What happens in this example:
Imagine you have an e-commerce website. Users view products, add them to cart, and make purchases. Your stream only has basic event data like {"product_id": "PROD001", "event_type": "purchased", "quantity": 2}
. But you want to know the product name, price, and category too.
The Producer creates these basic product events every 2 seconds:
The Processor enriches each event by:
- First time only: Loads a product catalog into memory (like a mini database):
- PROD001 → "Wireless Headphones", $99.99, "Electronics"
- PROD002 → "Coffee Mug", $12.50, "Kitchen"
- For each event: Looks up the product_id and adds the details:
This way you get rich product information without hitting a database for every single event.
Product Events Producer (database lookup demo) - click to expand
# Producer for database lookup demo - generates product events
functions:
generate_product_events:
type: generator
globalCode: |
import random
import time
event_counter = 0
product_ids = ["PROD001", "PROD002", "PROD003", "PROD004", "PROD005"]

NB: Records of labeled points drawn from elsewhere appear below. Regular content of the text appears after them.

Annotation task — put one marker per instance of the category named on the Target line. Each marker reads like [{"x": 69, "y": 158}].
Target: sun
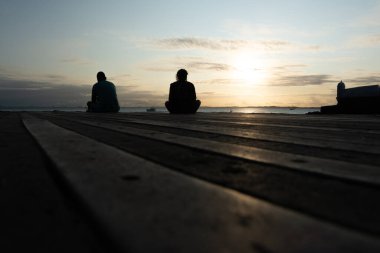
[{"x": 248, "y": 68}]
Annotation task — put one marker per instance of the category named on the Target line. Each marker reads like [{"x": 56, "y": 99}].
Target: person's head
[
  {"x": 101, "y": 76},
  {"x": 182, "y": 75}
]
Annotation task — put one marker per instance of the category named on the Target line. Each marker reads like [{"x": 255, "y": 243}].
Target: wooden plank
[
  {"x": 148, "y": 208},
  {"x": 343, "y": 202},
  {"x": 339, "y": 169},
  {"x": 322, "y": 143}
]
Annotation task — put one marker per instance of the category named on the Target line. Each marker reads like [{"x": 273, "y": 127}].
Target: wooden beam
[{"x": 148, "y": 208}]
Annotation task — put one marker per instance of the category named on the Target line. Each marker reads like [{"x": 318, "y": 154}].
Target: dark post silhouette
[
  {"x": 103, "y": 98},
  {"x": 182, "y": 96}
]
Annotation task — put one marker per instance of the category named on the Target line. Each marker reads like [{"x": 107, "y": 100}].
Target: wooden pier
[{"x": 217, "y": 182}]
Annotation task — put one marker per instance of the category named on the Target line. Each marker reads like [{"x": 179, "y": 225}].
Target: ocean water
[{"x": 283, "y": 110}]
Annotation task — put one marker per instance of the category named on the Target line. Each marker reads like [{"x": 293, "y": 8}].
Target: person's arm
[
  {"x": 171, "y": 93},
  {"x": 93, "y": 94},
  {"x": 193, "y": 94}
]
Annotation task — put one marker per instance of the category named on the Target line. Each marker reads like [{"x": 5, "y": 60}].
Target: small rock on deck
[{"x": 221, "y": 182}]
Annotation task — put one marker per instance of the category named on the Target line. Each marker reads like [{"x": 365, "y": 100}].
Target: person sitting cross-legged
[
  {"x": 103, "y": 98},
  {"x": 182, "y": 96}
]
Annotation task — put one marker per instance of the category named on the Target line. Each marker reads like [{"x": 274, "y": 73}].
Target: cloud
[
  {"x": 77, "y": 61},
  {"x": 190, "y": 63},
  {"x": 199, "y": 43},
  {"x": 221, "y": 45},
  {"x": 221, "y": 81},
  {"x": 365, "y": 80},
  {"x": 24, "y": 93},
  {"x": 302, "y": 80},
  {"x": 365, "y": 41},
  {"x": 268, "y": 45}
]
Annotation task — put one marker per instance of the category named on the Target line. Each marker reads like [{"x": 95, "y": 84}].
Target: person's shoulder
[{"x": 174, "y": 84}]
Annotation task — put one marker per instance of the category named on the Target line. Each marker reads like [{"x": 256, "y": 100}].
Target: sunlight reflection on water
[{"x": 285, "y": 110}]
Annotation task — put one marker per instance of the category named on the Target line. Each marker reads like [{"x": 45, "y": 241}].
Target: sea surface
[{"x": 270, "y": 109}]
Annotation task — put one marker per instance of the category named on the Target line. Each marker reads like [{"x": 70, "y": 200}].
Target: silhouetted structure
[
  {"x": 182, "y": 96},
  {"x": 103, "y": 98},
  {"x": 359, "y": 100}
]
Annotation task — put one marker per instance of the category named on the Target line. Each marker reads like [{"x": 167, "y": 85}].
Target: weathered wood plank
[
  {"x": 304, "y": 140},
  {"x": 147, "y": 207},
  {"x": 339, "y": 169},
  {"x": 343, "y": 202}
]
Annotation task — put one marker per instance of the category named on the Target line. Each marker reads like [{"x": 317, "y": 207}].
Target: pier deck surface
[{"x": 218, "y": 182}]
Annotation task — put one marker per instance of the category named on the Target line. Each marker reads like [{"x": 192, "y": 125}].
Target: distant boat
[{"x": 361, "y": 100}]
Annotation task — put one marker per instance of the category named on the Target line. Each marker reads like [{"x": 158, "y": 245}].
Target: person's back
[
  {"x": 182, "y": 96},
  {"x": 104, "y": 98}
]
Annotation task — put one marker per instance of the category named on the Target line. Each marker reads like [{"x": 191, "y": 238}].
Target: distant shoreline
[{"x": 205, "y": 109}]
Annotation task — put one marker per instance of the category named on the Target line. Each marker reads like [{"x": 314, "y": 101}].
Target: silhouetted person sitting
[
  {"x": 182, "y": 97},
  {"x": 103, "y": 98}
]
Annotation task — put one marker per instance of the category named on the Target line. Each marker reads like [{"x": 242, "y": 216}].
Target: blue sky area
[{"x": 237, "y": 53}]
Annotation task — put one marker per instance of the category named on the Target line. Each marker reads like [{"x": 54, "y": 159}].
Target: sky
[{"x": 237, "y": 53}]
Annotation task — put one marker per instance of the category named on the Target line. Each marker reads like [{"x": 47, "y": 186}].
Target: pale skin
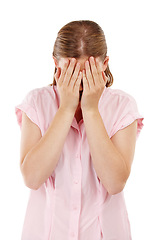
[{"x": 111, "y": 158}]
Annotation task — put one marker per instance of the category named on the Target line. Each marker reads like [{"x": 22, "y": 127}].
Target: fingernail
[
  {"x": 73, "y": 60},
  {"x": 92, "y": 58}
]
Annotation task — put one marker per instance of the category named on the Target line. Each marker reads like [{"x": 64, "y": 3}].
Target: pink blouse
[{"x": 72, "y": 204}]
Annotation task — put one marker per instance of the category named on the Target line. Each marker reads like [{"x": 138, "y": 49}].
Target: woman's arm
[
  {"x": 112, "y": 158},
  {"x": 39, "y": 155}
]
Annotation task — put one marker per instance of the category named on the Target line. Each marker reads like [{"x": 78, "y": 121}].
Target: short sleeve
[
  {"x": 127, "y": 114},
  {"x": 27, "y": 106}
]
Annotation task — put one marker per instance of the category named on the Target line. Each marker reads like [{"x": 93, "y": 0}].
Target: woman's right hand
[{"x": 68, "y": 81}]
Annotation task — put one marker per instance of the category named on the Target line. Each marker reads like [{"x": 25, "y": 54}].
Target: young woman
[{"x": 78, "y": 141}]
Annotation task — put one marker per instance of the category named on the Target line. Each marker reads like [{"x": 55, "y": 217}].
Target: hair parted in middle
[{"x": 81, "y": 38}]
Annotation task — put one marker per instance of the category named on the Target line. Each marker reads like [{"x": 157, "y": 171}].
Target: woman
[{"x": 78, "y": 140}]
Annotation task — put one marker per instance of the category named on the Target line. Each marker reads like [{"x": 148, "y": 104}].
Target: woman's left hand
[{"x": 94, "y": 81}]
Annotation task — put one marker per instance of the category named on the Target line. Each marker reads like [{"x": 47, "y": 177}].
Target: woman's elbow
[{"x": 116, "y": 189}]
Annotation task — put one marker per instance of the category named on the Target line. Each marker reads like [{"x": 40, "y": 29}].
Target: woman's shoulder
[
  {"x": 119, "y": 94},
  {"x": 41, "y": 92}
]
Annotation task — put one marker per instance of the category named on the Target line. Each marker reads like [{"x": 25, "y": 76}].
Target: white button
[
  {"x": 75, "y": 207},
  {"x": 72, "y": 234},
  {"x": 76, "y": 181}
]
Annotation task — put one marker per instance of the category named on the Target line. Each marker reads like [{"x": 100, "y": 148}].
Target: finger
[
  {"x": 69, "y": 71},
  {"x": 105, "y": 78},
  {"x": 57, "y": 74},
  {"x": 94, "y": 70},
  {"x": 88, "y": 75},
  {"x": 77, "y": 82},
  {"x": 86, "y": 86},
  {"x": 63, "y": 71},
  {"x": 99, "y": 71},
  {"x": 75, "y": 75}
]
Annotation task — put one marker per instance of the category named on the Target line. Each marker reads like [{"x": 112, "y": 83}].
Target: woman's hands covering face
[
  {"x": 94, "y": 81},
  {"x": 69, "y": 78},
  {"x": 68, "y": 82}
]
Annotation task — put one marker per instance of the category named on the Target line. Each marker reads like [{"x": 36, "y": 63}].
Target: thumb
[{"x": 57, "y": 74}]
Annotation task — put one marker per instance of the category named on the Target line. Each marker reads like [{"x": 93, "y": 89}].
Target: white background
[{"x": 28, "y": 32}]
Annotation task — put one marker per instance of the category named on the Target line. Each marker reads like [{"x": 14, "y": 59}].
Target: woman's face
[{"x": 82, "y": 61}]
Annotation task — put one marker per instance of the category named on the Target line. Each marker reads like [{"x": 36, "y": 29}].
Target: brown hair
[{"x": 81, "y": 38}]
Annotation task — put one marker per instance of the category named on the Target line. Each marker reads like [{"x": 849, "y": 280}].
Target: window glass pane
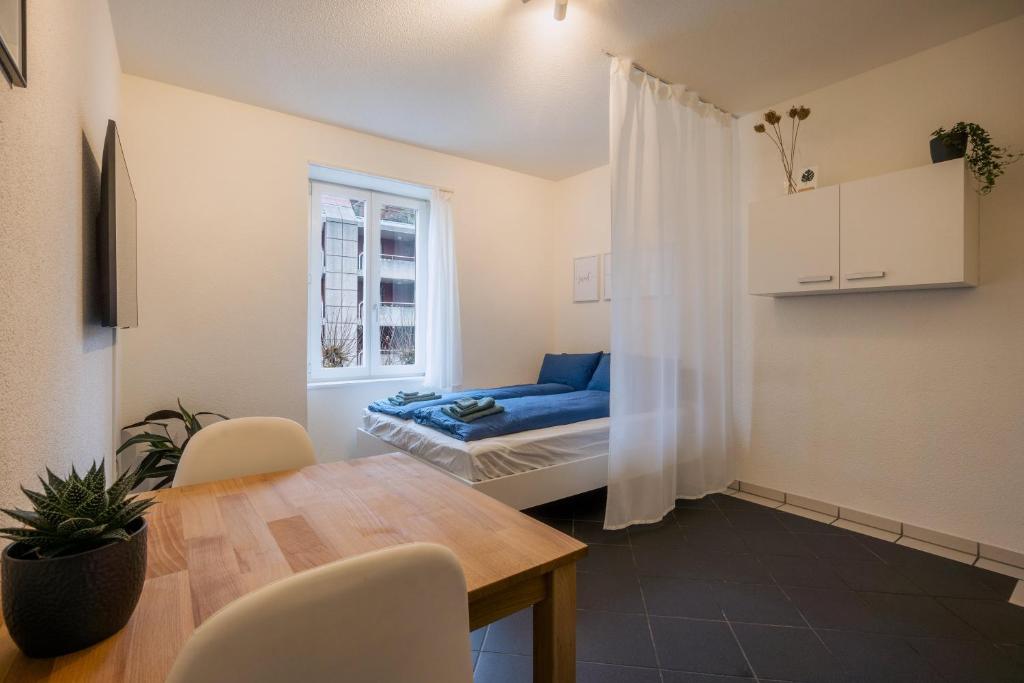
[
  {"x": 397, "y": 278},
  {"x": 342, "y": 288}
]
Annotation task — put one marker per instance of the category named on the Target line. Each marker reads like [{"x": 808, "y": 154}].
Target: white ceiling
[{"x": 502, "y": 82}]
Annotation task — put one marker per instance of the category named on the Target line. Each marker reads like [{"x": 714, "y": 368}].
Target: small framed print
[
  {"x": 807, "y": 178},
  {"x": 12, "y": 41},
  {"x": 585, "y": 279},
  {"x": 606, "y": 278}
]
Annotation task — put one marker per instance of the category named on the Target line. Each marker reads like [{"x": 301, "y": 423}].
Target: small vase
[{"x": 52, "y": 606}]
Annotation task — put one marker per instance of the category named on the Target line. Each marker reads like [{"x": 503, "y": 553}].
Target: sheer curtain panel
[
  {"x": 442, "y": 347},
  {"x": 672, "y": 222}
]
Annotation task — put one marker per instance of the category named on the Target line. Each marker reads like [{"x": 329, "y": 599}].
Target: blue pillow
[
  {"x": 601, "y": 381},
  {"x": 571, "y": 369}
]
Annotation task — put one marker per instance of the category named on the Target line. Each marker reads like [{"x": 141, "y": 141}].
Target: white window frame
[{"x": 372, "y": 368}]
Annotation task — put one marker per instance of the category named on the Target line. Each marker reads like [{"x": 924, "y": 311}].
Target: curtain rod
[
  {"x": 644, "y": 70},
  {"x": 357, "y": 171}
]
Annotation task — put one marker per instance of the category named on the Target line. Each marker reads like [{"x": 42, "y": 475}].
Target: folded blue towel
[
  {"x": 472, "y": 417},
  {"x": 484, "y": 403},
  {"x": 519, "y": 415},
  {"x": 406, "y": 411}
]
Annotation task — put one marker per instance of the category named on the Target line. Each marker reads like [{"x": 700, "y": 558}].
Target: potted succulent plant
[
  {"x": 985, "y": 159},
  {"x": 75, "y": 571}
]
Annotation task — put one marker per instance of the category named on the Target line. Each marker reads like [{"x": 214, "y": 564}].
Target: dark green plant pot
[
  {"x": 55, "y": 606},
  {"x": 947, "y": 146}
]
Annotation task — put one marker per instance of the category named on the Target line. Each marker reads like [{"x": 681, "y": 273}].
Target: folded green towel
[
  {"x": 481, "y": 404},
  {"x": 465, "y": 403},
  {"x": 472, "y": 417},
  {"x": 399, "y": 399}
]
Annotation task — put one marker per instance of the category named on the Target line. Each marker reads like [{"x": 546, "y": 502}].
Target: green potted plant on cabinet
[
  {"x": 75, "y": 570},
  {"x": 969, "y": 139}
]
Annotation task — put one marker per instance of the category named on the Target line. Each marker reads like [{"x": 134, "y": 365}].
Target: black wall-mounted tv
[{"x": 118, "y": 231}]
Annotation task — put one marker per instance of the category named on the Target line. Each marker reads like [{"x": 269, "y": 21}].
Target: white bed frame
[{"x": 520, "y": 491}]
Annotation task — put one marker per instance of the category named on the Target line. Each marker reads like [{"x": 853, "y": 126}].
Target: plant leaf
[{"x": 165, "y": 415}]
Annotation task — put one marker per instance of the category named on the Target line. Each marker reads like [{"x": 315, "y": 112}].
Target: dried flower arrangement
[{"x": 773, "y": 130}]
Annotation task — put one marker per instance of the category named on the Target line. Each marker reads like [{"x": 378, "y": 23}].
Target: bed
[
  {"x": 550, "y": 441},
  {"x": 521, "y": 470}
]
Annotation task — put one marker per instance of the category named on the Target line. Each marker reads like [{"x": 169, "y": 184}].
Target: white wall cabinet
[
  {"x": 796, "y": 243},
  {"x": 910, "y": 229}
]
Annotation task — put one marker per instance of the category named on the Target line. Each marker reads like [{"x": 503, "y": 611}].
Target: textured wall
[
  {"x": 223, "y": 196},
  {"x": 584, "y": 229},
  {"x": 55, "y": 360},
  {"x": 908, "y": 404}
]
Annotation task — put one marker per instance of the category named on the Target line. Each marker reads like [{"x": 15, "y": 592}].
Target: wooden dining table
[{"x": 210, "y": 544}]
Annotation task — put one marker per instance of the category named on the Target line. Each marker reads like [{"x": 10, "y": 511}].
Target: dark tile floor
[{"x": 726, "y": 590}]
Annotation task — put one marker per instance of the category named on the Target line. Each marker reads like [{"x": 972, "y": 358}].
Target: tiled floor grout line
[
  {"x": 742, "y": 650},
  {"x": 643, "y": 600},
  {"x": 744, "y": 526}
]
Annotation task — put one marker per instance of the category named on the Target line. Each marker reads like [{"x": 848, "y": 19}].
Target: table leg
[{"x": 554, "y": 629}]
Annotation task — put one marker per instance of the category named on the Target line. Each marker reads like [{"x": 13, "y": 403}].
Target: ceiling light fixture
[{"x": 560, "y": 7}]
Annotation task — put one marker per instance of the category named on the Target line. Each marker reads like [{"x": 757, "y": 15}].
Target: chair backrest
[
  {"x": 244, "y": 445},
  {"x": 395, "y": 614}
]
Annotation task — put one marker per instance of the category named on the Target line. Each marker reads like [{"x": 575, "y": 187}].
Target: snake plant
[
  {"x": 163, "y": 453},
  {"x": 77, "y": 513}
]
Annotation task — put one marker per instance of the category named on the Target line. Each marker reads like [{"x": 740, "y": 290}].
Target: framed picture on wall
[
  {"x": 12, "y": 41},
  {"x": 585, "y": 279},
  {"x": 606, "y": 276}
]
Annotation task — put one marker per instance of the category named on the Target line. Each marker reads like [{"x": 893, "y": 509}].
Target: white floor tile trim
[
  {"x": 995, "y": 559},
  {"x": 767, "y": 502},
  {"x": 999, "y": 567},
  {"x": 866, "y": 530},
  {"x": 810, "y": 514},
  {"x": 1018, "y": 597},
  {"x": 941, "y": 551}
]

event_types = ["viewed", "added_to_cart", "purchased", "removed_from_cart"]
code: |
global event_counter, product_ids, event_types
event_counter += 1
product_id = random.choice(product_ids)
event_type = random.choice(event_types)
quantity = random.randint(1, 5) if event_type in ["added_to_cart", "purchased"] else 1
current_timestamp = int(time.time() * 1000)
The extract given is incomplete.